Die Anmeldung für städtische Liegenschaften darf nicht an digitalen oder sprachlichen Hürden scheitern. Zudem sind Kontingente für Quartierbewohnende vorzusehen. 

Appell an Soziale Dienste der Stadt, Quartiervereine, Kirchen, Gemeinschaftszentren, etc.:

Die sozialen Institutionen in sogenannten ‘Verdichtungsquartieren’ stehen mit den akut Betroffenen tagtäglich in Kontakt. In Gesprächen bestätigen sie die drastische Notlage vieler: Viele Pflegende, welche keine Wohnung finden. Viele Vereine, deren aktive Mitglieder aus dem Quartier verdrängt werden. Menschen, die kurz vor der Einbürgerung stehen und deswegen auf einen Verbleib in der Gemeinde dringend angewiesen sind. Kinder, die von einem befristeten Verhältnis zum nächsten ziehen müssen. Pensionierte, die zu früh ins Altersheim ziehen müssen. Doch niemand will darüber sprechen, da dieses Thema “zu politisch sei”. Wir fragen uns: Wer verbietet den sozialen Organisationen, über ein dermassen zentrales Thema wie die Wohnkrise zu sprechen? Insbesondere da die Folgekosten die öffentliche Hand tragen wird – und die Höhe davon noch nicht einmal absehbar ist.
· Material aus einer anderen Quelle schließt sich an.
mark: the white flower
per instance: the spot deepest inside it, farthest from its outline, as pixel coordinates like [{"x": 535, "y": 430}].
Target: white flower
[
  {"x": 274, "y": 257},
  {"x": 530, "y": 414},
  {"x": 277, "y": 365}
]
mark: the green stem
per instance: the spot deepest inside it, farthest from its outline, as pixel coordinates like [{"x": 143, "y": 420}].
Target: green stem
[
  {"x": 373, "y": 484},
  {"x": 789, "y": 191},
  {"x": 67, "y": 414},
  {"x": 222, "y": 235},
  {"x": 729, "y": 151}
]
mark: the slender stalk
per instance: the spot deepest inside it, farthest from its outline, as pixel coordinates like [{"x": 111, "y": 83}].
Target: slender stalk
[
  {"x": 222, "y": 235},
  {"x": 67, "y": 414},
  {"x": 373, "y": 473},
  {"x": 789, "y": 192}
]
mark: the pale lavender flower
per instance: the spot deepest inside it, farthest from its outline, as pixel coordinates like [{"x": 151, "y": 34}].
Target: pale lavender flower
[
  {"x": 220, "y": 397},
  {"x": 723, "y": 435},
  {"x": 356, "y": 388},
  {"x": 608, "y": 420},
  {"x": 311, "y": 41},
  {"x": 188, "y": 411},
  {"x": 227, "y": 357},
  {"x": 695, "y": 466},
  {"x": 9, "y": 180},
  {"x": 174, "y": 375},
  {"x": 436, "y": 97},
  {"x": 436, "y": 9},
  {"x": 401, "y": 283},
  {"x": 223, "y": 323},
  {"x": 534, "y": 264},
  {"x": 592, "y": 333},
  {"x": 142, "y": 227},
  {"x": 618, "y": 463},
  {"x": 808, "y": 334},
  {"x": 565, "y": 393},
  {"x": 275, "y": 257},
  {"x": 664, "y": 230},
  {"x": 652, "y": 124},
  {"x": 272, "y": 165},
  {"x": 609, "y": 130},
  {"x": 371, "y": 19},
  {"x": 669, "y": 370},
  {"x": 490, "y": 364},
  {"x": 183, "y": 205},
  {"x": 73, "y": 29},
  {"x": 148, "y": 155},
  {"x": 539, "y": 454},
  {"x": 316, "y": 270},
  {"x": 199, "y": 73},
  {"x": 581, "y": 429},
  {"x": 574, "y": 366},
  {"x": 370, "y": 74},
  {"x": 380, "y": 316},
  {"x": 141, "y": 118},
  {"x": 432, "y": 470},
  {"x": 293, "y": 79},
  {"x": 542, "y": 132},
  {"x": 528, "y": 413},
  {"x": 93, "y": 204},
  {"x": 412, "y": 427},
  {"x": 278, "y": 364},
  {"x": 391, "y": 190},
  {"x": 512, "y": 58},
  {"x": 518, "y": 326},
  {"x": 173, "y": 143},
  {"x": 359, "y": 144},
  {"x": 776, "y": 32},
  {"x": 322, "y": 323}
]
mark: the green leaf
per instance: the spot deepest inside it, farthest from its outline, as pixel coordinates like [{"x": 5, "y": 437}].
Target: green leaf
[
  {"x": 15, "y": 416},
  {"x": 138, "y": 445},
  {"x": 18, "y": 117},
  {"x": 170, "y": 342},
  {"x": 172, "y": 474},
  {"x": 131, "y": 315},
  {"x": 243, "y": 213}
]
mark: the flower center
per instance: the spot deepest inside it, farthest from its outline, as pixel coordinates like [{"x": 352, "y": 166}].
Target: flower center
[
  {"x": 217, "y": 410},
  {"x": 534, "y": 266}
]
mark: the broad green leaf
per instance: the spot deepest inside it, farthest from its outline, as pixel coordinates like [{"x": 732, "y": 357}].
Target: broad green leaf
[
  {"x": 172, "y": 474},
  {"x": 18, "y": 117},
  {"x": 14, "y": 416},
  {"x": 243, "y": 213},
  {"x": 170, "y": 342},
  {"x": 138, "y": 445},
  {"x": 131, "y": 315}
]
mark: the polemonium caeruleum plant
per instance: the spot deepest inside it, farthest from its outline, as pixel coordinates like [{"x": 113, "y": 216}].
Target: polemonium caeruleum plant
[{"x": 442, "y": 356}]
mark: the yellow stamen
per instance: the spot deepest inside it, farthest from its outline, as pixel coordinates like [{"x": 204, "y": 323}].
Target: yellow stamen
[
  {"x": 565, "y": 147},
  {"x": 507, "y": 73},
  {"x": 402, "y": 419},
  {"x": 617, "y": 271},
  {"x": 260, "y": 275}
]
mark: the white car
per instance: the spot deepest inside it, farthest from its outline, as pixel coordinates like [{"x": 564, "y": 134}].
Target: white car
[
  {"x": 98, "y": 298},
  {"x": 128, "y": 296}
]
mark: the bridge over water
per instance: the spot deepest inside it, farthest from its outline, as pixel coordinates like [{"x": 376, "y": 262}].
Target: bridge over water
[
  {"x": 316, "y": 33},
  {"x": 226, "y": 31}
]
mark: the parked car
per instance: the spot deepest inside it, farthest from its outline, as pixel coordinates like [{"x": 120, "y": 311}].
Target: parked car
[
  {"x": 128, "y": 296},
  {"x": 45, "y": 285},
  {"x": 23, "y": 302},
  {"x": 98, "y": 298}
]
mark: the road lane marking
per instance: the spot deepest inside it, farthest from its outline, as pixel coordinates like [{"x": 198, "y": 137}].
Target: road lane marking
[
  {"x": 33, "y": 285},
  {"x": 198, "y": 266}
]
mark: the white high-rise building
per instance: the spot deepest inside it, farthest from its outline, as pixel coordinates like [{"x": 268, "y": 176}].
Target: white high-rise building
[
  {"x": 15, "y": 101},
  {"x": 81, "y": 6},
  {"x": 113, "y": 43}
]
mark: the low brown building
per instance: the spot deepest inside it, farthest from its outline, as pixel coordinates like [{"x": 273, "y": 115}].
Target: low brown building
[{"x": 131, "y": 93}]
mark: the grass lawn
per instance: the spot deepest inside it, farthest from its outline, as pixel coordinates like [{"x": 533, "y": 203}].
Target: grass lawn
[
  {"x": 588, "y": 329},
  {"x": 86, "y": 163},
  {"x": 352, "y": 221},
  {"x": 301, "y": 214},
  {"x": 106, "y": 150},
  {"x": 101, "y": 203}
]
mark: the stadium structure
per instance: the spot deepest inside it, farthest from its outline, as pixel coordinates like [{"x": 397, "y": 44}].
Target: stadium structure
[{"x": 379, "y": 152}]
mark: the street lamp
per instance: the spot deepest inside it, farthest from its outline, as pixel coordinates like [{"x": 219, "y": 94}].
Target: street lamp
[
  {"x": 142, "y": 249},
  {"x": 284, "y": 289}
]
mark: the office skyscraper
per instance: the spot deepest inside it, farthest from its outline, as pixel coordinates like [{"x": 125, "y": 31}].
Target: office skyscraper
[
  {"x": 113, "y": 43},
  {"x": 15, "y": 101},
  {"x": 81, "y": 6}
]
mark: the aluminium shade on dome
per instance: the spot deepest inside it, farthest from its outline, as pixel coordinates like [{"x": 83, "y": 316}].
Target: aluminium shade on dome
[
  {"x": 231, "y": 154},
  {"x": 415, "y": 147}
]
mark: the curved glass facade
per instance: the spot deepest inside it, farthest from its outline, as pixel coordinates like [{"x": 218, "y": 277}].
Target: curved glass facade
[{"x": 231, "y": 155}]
Alle sozialen Einrichtungen mit Auftrag gegenüber einem Quartier müssen im Mindesten die Situationen der Quartierbewohnenden erheben und diese Informationen als politische Entscheidungsgrundlage zur Verfügung stellen. Und sie müssen offene Sprechstunden nach Feierabend zur Verfügung stellen, für die es keine spezifische Anmeldeformularität braucht (‘Walk-in’).

Appell an die Parteien und städtische/kantonale Regierungen:

Nebst den dringend nötigen Regulierungen braucht es nun schnell greifende Massnahmen. In Schwamendingen zeigt sich exemplarisch, wie mit den sog. ‘Verdichtungsquartieren’ umgegangen werden soll: ohne Koordination, ohne Bleibe-Versprechen, nicht einmal mit einer Bedürfnis-Erhebung der jetzigen Bewohnerinnen und Bewohner. Hören wir auf mit der schönfärberischen Bezeichnung nennen es beim Namen: Es sind Verdrängungsgebiete! 

Setzen Sie ein Zeichen, indem Sie ein offizielles Bekenntnis dafür abgeben, dass Bewohner*innen zu bezahlbaren Mieten bleiben können. Reden Sie mit den Betroffenen. Setzen Sie Ihre Ressourcen ein, um das Problem auch bereits im Hier und Jetzt anzugehen – für alle, nicht nur für Ihre Wähler*innenbasis.